Even without your reassurances, I would say that's probably true.
However, assuming what we've been told about the GSL is true, it is pretty clearly evidence of fear on the part of some important decision-maker(s) at Wizards of the Coast.
The by-company by-license xor approach has some pretty wide-ranging effects. If a company wants to support D&D 4th Edition, they won't be able to sell stuff for, say, Mongoose's upcoming Traveller game (which is licensed under the OGL but mechanically unrelated to the SRD). That's a pretty big splatter effect. But, since it is not (apparently) banning GSL publishers from publishing for non-OGL third-party games, the GSL clause is pretty clearly not concerned with other RPGs in general. The target is not games like Mongoose Traveller, any more than it is GURPS. And it seems unlikely that it would be aimed at something similarly far away from D&D 4th Edition as, oh, Mutants & Masterminds.
The only really logical target is D&D 3.5. Apparently, Wizards of the Coast (that is, a decision-maker at the company or its corporate parent) is afraid that continuing support for D&D 3.5 from third parties could significantly undermine D&D 4th Edition, and accordingly wants to cut off that support.

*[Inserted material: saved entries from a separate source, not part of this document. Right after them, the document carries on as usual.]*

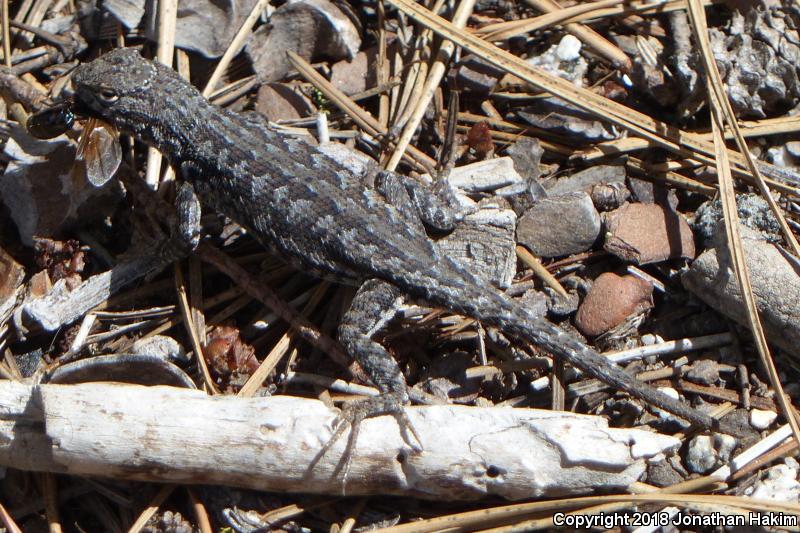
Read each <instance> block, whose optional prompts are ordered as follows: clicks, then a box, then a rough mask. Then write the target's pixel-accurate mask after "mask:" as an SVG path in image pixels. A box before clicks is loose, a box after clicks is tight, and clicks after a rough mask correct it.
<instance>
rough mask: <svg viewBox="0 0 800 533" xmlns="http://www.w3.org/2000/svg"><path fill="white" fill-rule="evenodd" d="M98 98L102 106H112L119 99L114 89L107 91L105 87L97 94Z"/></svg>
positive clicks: (118, 95) (105, 87)
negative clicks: (103, 105)
mask: <svg viewBox="0 0 800 533" xmlns="http://www.w3.org/2000/svg"><path fill="white" fill-rule="evenodd" d="M97 96H98V98H99V99H100V101H101V102H103V103H104V104H113V103H114V102H116V101H117V99H119V95H118V94H117V92H116V91H115V90H114V89H109V88H107V87H103V88H102V89H100V90H99V91H98V93H97Z"/></svg>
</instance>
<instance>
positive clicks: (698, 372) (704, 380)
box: [686, 359, 719, 385]
mask: <svg viewBox="0 0 800 533" xmlns="http://www.w3.org/2000/svg"><path fill="white" fill-rule="evenodd" d="M686 379H688V380H689V381H693V382H695V383H700V384H702V385H713V384H714V383H717V382H718V381H719V363H717V362H716V361H714V360H712V359H699V360H697V361H695V362H694V363H692V367H691V368H690V369H689V371H688V372H687V373H686Z"/></svg>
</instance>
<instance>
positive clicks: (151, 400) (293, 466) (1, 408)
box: [0, 381, 680, 500]
mask: <svg viewBox="0 0 800 533" xmlns="http://www.w3.org/2000/svg"><path fill="white" fill-rule="evenodd" d="M0 406H2V408H1V409H2V416H0V464H2V465H4V466H8V467H13V468H17V469H23V470H35V471H44V472H55V473H65V474H74V475H85V476H103V477H110V478H117V479H129V480H142V481H152V482H171V483H188V484H223V485H230V486H237V487H243V488H251V489H259V490H266V491H291V492H307V493H323V494H336V495H366V494H392V495H401V496H411V497H418V498H427V499H434V498H435V499H441V498H446V499H477V498H482V497H488V496H500V497H503V498H507V499H512V500H517V499H523V498H537V497H545V496H560V495H567V494H589V493H593V492H596V491H608V490H612V489H613V490H624V489H625V487H627V486H628V485H630V484H631V483H633V482H635V481H637V480H638V479H639V478H640V476H641V474H642V473H643V471H644V469H645V468H646V465H647V464H648V462H649V461H652V460H660V459H661V458H663V454H665V453H672V452H674V451H675V450H676V449H677V448H678V447H679V446H680V441H679V440H678V439H675V438H673V437H669V436H665V435H659V434H657V433H653V432H650V431H645V430H637V429H621V428H608V427H607V424H606V420H605V419H603V418H601V417H595V416H588V415H578V414H574V413H564V412H554V411H545V410H534V409H519V408H506V407H503V408H477V407H464V406H454V405H448V406H423V407H410V408H408V409H407V412H408V416H409V418H410V419H411V421H412V423H413V425H414V428H415V430H416V432H417V434H418V435H419V436H420V439H421V441H422V444H423V446H424V450H423V451H421V452H420V451H416V450H414V448H413V447H412V446H410V445H409V444H408V443H406V442H405V441H404V440H403V437H402V436H401V432H400V430H399V428H398V425H397V422H396V421H395V419H394V418H392V417H391V416H383V417H379V418H374V419H370V420H366V421H364V423H363V424H362V427H361V431H360V433H359V436H358V442H357V443H356V444H355V446H354V449H353V453H352V455H351V460H350V461H349V463H348V462H347V461H345V460H344V455H343V454H344V451H345V448H346V446H347V433H345V436H343V437H342V438H340V439H339V440H338V441H337V442H336V443H335V444H334V445H333V446H332V447H331V448H330V449H329V450H327V452H326V453H324V454H320V452H321V450H322V449H323V446H324V445H325V443H326V442H328V441H329V440H330V437H331V435H332V433H333V430H332V426H333V423H334V421H335V418H336V414H337V411H336V410H335V409H331V408H329V407H327V406H326V405H325V404H323V403H322V402H320V401H317V400H310V399H305V398H296V397H291V396H273V397H269V398H239V397H235V396H207V395H205V394H204V393H203V392H200V391H196V390H188V389H180V388H173V387H163V386H159V387H144V386H136V385H127V384H117V383H84V384H79V385H55V384H45V385H30V384H24V383H19V382H13V381H2V382H0Z"/></svg>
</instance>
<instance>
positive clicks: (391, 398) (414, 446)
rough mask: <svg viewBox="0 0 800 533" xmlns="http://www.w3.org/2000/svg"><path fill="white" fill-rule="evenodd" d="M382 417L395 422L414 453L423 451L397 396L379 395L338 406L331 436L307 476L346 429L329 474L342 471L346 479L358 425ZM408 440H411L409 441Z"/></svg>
mask: <svg viewBox="0 0 800 533" xmlns="http://www.w3.org/2000/svg"><path fill="white" fill-rule="evenodd" d="M383 415H392V416H393V417H394V418H395V419H396V420H397V424H398V426H400V433H401V435H402V437H403V441H405V443H406V444H408V445H409V446H410V447H411V448H412V449H413V450H414V451H415V452H417V453H419V452H421V451H422V450H423V446H422V440H421V439H420V437H419V434H418V433H417V431H416V429H414V425H413V424H412V423H411V420H410V419H409V418H408V415H407V414H406V412H405V407H404V405H403V403H401V401H400V396H399V395H395V394H391V393H390V394H382V395H381V396H376V397H373V398H366V399H363V400H355V401H351V402H347V403H345V404H344V405H343V406H342V408H341V410H340V411H339V414H338V415H337V416H336V419H335V420H334V421H333V428H334V429H333V434H332V435H331V437H330V439H328V442H326V443H325V445H324V446H323V447H322V449H321V450H320V451H319V453H318V454H317V455H316V457H315V458H314V460H313V461H312V462H311V465H309V470H308V471H309V472H310V471H312V470H313V469H314V467H315V466H316V464H317V463H318V462H319V461H320V460H321V459H322V458H323V457H324V456H325V454H326V453H328V450H330V449H331V448H332V447H333V446H334V444H336V443H337V442H338V441H339V439H340V438H341V437H342V435H344V433H345V432H346V431H347V429H348V428H350V435H349V436H348V437H347V446H346V447H345V450H344V453H343V454H342V458H341V460H340V461H339V463H338V464H337V465H336V468H335V469H334V472H333V474H332V475H334V476H336V475H338V474H339V472H342V471H344V477H345V478H346V477H347V474H348V472H349V470H350V463H351V460H352V457H353V452H354V451H355V446H356V443H357V441H358V434H359V432H360V430H361V422H363V421H364V419H367V418H375V417H378V416H383ZM412 436H413V440H412V438H411V437H412Z"/></svg>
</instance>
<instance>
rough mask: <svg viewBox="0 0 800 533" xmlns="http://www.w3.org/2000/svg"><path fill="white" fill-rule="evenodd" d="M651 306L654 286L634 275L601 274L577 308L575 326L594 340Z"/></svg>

After all, if third-party support for 4th Edition is a bad thing, the logical move is no GSL. If having third-party support for 4th Edition is good but restricting the number of third-party support companies is necessary, the logical move is no general GSL, but a limited contractual license with specific publishers. If wide support for 4th Edition is a good thing and third-party support for D&D 3.5 is not a threat, the logical choice is a GSL which allows people to produce 3.5 material on the side, because that would maximize the number of companies willing to dip their toe into 4th Edition support.
But if third-party support for D&D 3.5 is viewed as a threat, well, barring a company from making both is going to be an effective way to reduce the available support for that game, killing things like continued sales of the 3.5-compatible versions of Tome of Horrors.
So, assuming a basically rational decision was made, somebody in an important decision-making capacity at Wizard of the Coast (or at a level in Hasbro with oversight of Wizards of the Coast) thinks that, e.g, the Pathfinder RPG is a threat of some measurable significance to D&D 4th Edition.
Interesting. And it reminds me (IIRC, of course), that Ryan Dancey said that the RPG division's biggest competitor was previous editions of the D&D game.